Do not be afraid of sudden panic, or of the ruin of the wicked, when it comes; for the Lord will be your confidence and will keep your foot from being caught.
Proverbs 3: 25-26
I’m not ashamed to share some of my story through my writing. I’ve had triumphs and setbacks, just like everyone else. They are part of the narrative that makes me who I am. When I was in high school, I was very introverted and socially awkward. I didn’t have a lot of friends and felt lonely a lot of the time. It’s interesting that in recent years, as I have communicated with high school classmates via social media, I find that many of them, especially the ones I looked up to and were envious of because I thought they had many friends, say that they were actually pretty lonely too. Just because they had friends or were popular didn’t make them understood, and didn’t give them a place where they could just be them, without pretending to be someone else.
One beautiful memory from high school was something someone wrote in my yearbook senior year. It said, “Stay the person you are, and one day, someone special will love you for it.” In other words, just be you. Most of us spend a good deal of our lives trying to be someone that we are not. Either we engage in risky or wrong behaviors in order to get approval. Or we are motivated by jealousy to be someone else that we aren’t. The “essential me” is probably pretty good for most of us. That’s because each of us was created in the image and likeness of God, and God doesn’t make people that are no good. The not good part of each of us is learned, we are not born with it.
In today’s world, we’ve taken the phrase, “just be you,” and used it to rationalize all kinds of stupid and unsavory behavior. That’s not what “just be you” should mean. “Just be you” should refer to the best version of ourselves, the person who God created us to be. God did not create me to be a doctor or an athlete. I don’t have scientific skills and I sure don’t have athletic ones. In high school, I tried so hard to be an athlete because athletes were “popular” and if you wanted to be popular, this seemed to be the only way to do it. I pushed myself as an athlete, to the point that I suffered a serious injury to my elbow. And then I hid the injury because I was determined to be an athlete, and get a “letter jacket” (does anyone wear THESE things anymore?). In the process, I ended up having ulnar collateral surgery on my right elbow. Now, decades after graduating from high school, I no longer have the letter jacket, but I do have a right elbow that gives me issues, all because I tried to be something I really wasn’t.
Pushing oneself to be popular has led to unwanted pregnancy, sexually transmitted disease, sexual assault, legal issues, bad grades, failed marriages, lost jobs and health issues. “Just being you” might not make you popular, but it will probably keep you from getting seriously hurt. One of the many problems in the world today is the pressure to be someone we are not, as well as frustration when we can’t be something we are not. We aren’t all meant to go to college.
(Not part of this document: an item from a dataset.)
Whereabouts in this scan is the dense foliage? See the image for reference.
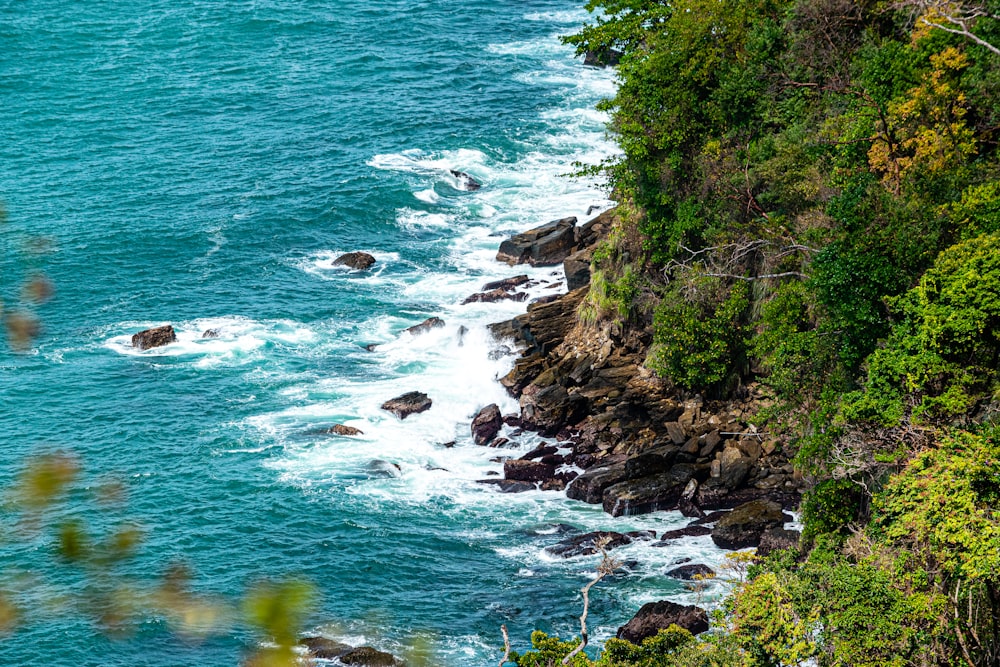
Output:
[556,0,1000,666]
Just like we aren’t all meant to be athletes. God means for each of us to love another and to serve one another and to be kind to one another. Each of us will do this in a different way.
I was explaining to my teenage son recently that there are some careers that pay more money than others. For instance, a lawyer and a priest could work the same amount of hours and the lawyer might make ten times more than the priest. And the professional athlete ten times more than the lawyer. That doesn’t make a lawyer ten times more valuable than a priest, or an athlete ten times more valuable than a lawyer. God is not going to judge us based on popularity or pocketbook, but rather on effort, on whether we were the best version of who He created us to be. God’s call for my life is to be a priest, not a lawyer or an athlete. Rather than mourn for what I cannot be, I can be grateful for what I can be, for what God created me to be, for who and what I am.
One of my favorite prayers says “For You (God) did not create man for destruction, but for the keeping of the commandments and to inherit life incorruptible.” (7th Prayer from the Sacrament of Holy Unction in the Orthodox Church, trans. By Fr. George Papadeas) So be the best version of you, stay away from things that cause destruction to you or others, keep God’s commandments, and work your way to eternal life.
Lord, thank You for creating me and bringing me into this world. Thank You for (list things about yourself that you are thankful for). Help me to be the best version of the person You created me to be. Give me discernment to see who and what I should be. Give me gratitude for who I am and what I have. Help me to look at others not with jealousy but with joy, so that I may encourage others to be the best version of themselves. Bring people around me who will encourage me to be who I am, not who I am not, who will encourage me to be the person You created me to be. Amen.
Do no mourn for what you cannot be. Be grateful for who you can be, for what God created you to be, for who and for what you are. Just be you!